This course distills and simplifies the complex science of nutrition down into actionable take-a-ways. In the end, we want to overcome the barriers that inhibit our achieving our nutrition goals by designing effective personalized programs that work, but that also maintain enough of our natural eating pattern to make it sustainable. It is the overlap between making effective changes, together with eating how we already like to eat, that creates a truly sustainable program. While each person must ultimately find their own personal path to discover what works best for them, including scientific ideas in that process can help inform the process for significantly improved results. This course is for those who have struggled to make diets work for them and are ready to fix what they are doing instead of adopting a diet that forces them to change who they are. It is also for the person who believes in only fixing what needs fixing to reach goals, leaving everything else as is.

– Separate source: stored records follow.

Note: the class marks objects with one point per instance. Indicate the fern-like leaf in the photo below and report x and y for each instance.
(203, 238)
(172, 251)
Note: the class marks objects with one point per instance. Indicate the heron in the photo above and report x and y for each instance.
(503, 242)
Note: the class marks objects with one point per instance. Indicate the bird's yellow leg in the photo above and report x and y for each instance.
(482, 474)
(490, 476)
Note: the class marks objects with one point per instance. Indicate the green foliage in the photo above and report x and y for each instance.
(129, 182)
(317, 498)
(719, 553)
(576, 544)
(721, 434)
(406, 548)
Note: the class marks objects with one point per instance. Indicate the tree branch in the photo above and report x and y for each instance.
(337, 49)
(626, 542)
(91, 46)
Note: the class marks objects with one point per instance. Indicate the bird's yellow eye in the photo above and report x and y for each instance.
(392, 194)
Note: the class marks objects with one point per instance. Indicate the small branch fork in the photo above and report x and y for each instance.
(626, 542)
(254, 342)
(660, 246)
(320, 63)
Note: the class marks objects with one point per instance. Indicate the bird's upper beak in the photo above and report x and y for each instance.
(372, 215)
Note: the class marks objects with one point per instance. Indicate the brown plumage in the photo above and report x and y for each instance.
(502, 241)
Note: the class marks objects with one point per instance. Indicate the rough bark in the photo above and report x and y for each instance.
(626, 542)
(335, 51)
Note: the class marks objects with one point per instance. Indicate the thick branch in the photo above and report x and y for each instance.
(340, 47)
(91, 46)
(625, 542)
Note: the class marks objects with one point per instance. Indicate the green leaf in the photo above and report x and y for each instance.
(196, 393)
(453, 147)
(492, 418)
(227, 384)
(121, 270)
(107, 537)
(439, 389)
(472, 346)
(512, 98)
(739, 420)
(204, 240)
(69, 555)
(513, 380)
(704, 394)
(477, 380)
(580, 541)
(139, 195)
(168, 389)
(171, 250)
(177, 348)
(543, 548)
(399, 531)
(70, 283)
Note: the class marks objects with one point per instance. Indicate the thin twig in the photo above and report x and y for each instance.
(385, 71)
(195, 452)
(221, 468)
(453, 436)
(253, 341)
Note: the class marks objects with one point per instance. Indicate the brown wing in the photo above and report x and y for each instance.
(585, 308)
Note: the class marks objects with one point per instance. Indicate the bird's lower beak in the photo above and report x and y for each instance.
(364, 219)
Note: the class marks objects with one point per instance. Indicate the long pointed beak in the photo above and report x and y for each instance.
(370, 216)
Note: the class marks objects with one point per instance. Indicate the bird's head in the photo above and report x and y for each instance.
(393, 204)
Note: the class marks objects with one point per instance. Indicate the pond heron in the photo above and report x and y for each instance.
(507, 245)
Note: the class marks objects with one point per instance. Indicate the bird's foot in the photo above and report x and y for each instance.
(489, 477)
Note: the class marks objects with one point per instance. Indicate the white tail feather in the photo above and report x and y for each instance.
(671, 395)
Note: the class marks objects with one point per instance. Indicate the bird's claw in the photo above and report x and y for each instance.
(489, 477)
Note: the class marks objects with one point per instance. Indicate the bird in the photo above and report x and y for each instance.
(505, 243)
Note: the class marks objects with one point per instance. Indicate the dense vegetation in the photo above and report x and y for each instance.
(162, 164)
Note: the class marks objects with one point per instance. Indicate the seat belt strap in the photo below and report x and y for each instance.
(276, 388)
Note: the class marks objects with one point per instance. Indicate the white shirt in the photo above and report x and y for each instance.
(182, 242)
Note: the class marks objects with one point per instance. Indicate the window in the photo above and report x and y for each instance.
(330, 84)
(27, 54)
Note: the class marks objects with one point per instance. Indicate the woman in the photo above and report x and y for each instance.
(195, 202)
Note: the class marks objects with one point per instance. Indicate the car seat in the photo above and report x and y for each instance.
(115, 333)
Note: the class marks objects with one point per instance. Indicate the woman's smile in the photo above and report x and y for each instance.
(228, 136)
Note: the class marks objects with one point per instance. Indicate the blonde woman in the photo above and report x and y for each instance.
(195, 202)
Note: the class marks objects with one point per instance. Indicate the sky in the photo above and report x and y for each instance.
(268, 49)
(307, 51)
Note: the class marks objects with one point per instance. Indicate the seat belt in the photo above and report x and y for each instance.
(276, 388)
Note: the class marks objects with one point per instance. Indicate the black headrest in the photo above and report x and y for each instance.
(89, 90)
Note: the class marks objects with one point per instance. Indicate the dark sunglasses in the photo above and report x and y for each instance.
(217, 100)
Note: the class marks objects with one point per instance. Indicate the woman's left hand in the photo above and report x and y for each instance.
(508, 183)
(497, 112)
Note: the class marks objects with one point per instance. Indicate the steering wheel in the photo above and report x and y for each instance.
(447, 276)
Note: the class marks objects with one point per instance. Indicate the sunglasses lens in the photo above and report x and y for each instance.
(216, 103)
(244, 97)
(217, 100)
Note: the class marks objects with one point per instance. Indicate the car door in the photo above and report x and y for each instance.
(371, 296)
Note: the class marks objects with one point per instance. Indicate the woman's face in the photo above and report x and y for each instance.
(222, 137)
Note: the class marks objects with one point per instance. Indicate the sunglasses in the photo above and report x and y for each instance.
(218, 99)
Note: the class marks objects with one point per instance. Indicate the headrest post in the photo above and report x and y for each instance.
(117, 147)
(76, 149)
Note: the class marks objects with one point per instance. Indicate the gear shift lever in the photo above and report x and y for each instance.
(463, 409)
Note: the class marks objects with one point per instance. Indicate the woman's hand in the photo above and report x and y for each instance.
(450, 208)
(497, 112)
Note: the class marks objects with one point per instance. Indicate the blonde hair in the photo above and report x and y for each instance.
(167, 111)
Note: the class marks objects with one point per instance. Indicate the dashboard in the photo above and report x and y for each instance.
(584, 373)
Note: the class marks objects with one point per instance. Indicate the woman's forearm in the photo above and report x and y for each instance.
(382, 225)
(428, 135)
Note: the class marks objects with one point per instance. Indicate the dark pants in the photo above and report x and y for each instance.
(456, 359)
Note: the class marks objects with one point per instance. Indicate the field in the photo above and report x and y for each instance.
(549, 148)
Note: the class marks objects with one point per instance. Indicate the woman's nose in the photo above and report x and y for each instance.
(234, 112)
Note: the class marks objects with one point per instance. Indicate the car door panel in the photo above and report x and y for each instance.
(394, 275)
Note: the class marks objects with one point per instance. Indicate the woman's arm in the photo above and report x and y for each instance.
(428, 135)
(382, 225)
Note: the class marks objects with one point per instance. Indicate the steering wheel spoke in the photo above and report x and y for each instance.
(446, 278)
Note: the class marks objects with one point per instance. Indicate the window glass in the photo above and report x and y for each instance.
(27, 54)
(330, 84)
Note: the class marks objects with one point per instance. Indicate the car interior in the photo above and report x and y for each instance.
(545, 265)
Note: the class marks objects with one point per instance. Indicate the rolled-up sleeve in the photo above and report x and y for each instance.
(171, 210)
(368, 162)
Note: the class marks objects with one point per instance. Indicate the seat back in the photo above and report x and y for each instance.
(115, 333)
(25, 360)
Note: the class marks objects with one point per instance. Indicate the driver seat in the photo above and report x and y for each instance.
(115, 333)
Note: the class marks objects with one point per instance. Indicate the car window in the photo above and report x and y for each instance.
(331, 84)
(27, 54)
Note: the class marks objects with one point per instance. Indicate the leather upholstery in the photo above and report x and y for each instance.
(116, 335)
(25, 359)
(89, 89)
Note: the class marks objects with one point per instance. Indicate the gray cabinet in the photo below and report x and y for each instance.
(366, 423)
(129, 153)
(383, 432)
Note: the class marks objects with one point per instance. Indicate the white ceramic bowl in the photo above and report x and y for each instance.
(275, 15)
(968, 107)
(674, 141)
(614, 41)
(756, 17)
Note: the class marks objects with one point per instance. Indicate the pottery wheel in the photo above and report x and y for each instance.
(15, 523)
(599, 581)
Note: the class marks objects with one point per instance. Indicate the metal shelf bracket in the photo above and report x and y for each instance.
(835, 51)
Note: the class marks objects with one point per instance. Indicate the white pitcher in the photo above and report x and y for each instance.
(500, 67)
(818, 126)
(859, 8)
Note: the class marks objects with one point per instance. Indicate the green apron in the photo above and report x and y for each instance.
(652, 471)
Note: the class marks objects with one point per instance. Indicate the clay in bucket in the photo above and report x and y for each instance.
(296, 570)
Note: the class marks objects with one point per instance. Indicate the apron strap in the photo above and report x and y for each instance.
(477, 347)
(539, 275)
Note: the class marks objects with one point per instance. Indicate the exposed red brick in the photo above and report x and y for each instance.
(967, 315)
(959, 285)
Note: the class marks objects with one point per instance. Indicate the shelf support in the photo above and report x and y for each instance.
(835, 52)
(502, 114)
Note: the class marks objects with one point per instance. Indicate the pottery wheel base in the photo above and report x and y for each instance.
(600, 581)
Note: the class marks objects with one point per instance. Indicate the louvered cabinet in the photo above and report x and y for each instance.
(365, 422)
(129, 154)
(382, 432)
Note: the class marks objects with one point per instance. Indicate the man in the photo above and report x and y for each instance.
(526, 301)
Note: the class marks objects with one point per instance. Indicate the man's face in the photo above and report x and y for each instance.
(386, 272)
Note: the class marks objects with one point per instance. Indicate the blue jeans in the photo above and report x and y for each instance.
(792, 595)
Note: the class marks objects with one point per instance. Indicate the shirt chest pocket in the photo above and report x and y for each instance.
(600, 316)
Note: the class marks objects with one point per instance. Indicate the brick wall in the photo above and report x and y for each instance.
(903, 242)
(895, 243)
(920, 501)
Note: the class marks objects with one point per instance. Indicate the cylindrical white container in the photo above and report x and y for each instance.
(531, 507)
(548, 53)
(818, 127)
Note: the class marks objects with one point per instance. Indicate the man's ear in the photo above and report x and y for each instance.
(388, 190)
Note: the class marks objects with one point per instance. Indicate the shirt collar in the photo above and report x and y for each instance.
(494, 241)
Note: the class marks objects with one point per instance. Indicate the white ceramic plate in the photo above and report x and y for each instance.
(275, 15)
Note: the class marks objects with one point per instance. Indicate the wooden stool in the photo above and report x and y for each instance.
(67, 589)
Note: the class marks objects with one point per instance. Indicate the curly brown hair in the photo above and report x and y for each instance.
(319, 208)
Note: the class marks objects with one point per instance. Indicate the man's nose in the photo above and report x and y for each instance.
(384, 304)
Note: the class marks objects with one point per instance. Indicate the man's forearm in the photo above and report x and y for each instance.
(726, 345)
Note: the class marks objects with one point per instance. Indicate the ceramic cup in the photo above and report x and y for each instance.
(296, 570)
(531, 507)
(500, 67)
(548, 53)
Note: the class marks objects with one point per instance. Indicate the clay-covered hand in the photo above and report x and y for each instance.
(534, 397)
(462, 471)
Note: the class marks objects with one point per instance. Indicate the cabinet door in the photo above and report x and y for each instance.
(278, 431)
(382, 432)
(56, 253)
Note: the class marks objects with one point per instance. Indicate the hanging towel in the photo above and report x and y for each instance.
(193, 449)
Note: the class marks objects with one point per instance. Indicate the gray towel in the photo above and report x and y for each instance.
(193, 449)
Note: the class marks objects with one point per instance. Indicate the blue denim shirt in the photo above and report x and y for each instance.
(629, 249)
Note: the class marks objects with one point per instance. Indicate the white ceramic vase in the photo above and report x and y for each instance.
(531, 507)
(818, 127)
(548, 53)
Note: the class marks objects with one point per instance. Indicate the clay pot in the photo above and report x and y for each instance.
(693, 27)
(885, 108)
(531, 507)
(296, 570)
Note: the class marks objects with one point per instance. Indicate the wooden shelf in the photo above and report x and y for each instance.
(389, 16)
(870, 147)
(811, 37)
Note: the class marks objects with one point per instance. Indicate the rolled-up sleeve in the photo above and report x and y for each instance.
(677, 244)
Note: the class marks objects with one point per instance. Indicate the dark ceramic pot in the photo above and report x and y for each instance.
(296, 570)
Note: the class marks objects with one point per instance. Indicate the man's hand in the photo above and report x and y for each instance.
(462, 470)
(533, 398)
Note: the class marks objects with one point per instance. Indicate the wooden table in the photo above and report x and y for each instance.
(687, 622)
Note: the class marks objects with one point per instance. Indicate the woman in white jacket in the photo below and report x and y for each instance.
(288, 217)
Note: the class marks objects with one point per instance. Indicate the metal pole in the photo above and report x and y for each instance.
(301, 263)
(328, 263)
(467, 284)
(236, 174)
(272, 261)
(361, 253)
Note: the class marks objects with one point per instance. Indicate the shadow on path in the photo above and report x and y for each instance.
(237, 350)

This mini course in METABOLIC NUTRITION, meaning nutrition focused on your protecting your lean tissue (PLT). PLT avoids a loss in metabolism when losing weight, shifts body composition from body fat to muscle during weight maintenance, and increases lean tissue during healthy weight gain. By nurturing lean tissue, you maximize your metabolic rate regardless of whether going up, maintaining, or losing weight.
Step 1 of 6
Of making your nutrition metabolic is to know what NOT to do, namely pushing your Calories too low or too high. Too low and the body can shut down, fighting against healthy weight loss. Too high and the overflow will increase body fat beyond the ideal for healthy weight gain. The Calorie balance model of “moving more and eating less” is not incorrect, but is incomplete and can fail us when pushing it to its limits.
Step 2 of 6
Of making your nutrition metabolic is to consider Calorie flow. Too low a delivery of Calories will reduce cell function, thereby lowering your metabolism, working against healthy weight loss. Too high a delivery will increase body fat more than you were likely hoping for during healthy weight gain. Too low for the first half of your day and then too high later on when you get over-hungry will shift your body composition towards body fat when trying to maintain your weight.
Step 3 of 6
In making your nutrition metabolic is to provide your body a macronutrient flow (water, protein and a stable blood sugar) to supply your cells what they need for as many of your 24 hours in the day as possible. You need about 1 Liter of water per 1000 Cal that you eat, which for most people is around 1.5-3 Liters, or on average 8 cups per day provided evenly through the day to digest, deliver, and use the food we are eating. We need on average 0.6 grams of protein per kg body weight per day, which is naturally in the food we eat if we are not low in Calories for hours at a time. Adding “protein foods” to our eating is needed if we need more protein to heal (from exercise or injury), if we are low in Calories for too many hours, or both (combining exercising and dieting at the same time). Carbohydrate needs are mainly for the brain so that it does not trigger a destruction of our muscle to provide amino acids to the liver for conversion to glucose. In other words, if blood sugar is too low the brain will recruit the liver to help it eat your muscle instead of allowing you to maintain your exercise healing (to stay fit) or maintain your metabolic rate (to maintain weight loss).
Step 4 of 6
Of making your nutrition metabolic is to nourish your cells with quality food. Quality matters most with vegetables and unsaturated fats because the double (electron) bonds in these foods are what make them so healthy. The antioxidants in vegetables give up an electron (from their double bonds) to eliminate free radicals that damage your cells. Unsaturation in fat molecules are their double bonds, making them important for your immune and hormone systems, brain function, and cell health throughout your body. The double bonds that make vegetables and unsaturated fats so healthy are easily attacked by oxygen, which loves electrons. Eat a variety of colorful vegetables for a wide variety of antioxidants and a variety of healthy fats to nourish your metabolism beyond what macronutrient flow can provide by itself.
Step 5 of 6
In making your nutrition metabolic is to put it all together into meals. The simplest “pain by numbers” approach to eating balances out the food groups equally and then adjust from there to discover what works best for you. So long as you are not low in any one food group, every diet, no matter how crazy it may sound at first, can be adjusted to keep you healthy.
Step 6 of 6
And final step in making your nutrition metabolic is to establish your nutrient flow mindset. This is not a new paradigm but rather a restatement of what we have known for thousands of years, which is that anything the body can heal from and sustain benefits us, whereas what we cannot heal from hurts us. If we exercise beyond what our nutrition and sleep can nurture back to health, it is excessive, whether that is one workout per week or two workouts per day. An Olympic athlete that can heal from their massive training load is not excessive, whereas someone dieting too hard that cannot recover from one workout is (excessive). What counts as “moderate” is what benefits you. Nourishing your body sufficiently therefore enables a crazy lifestyle with powerful metabolic goals to be fully achievable.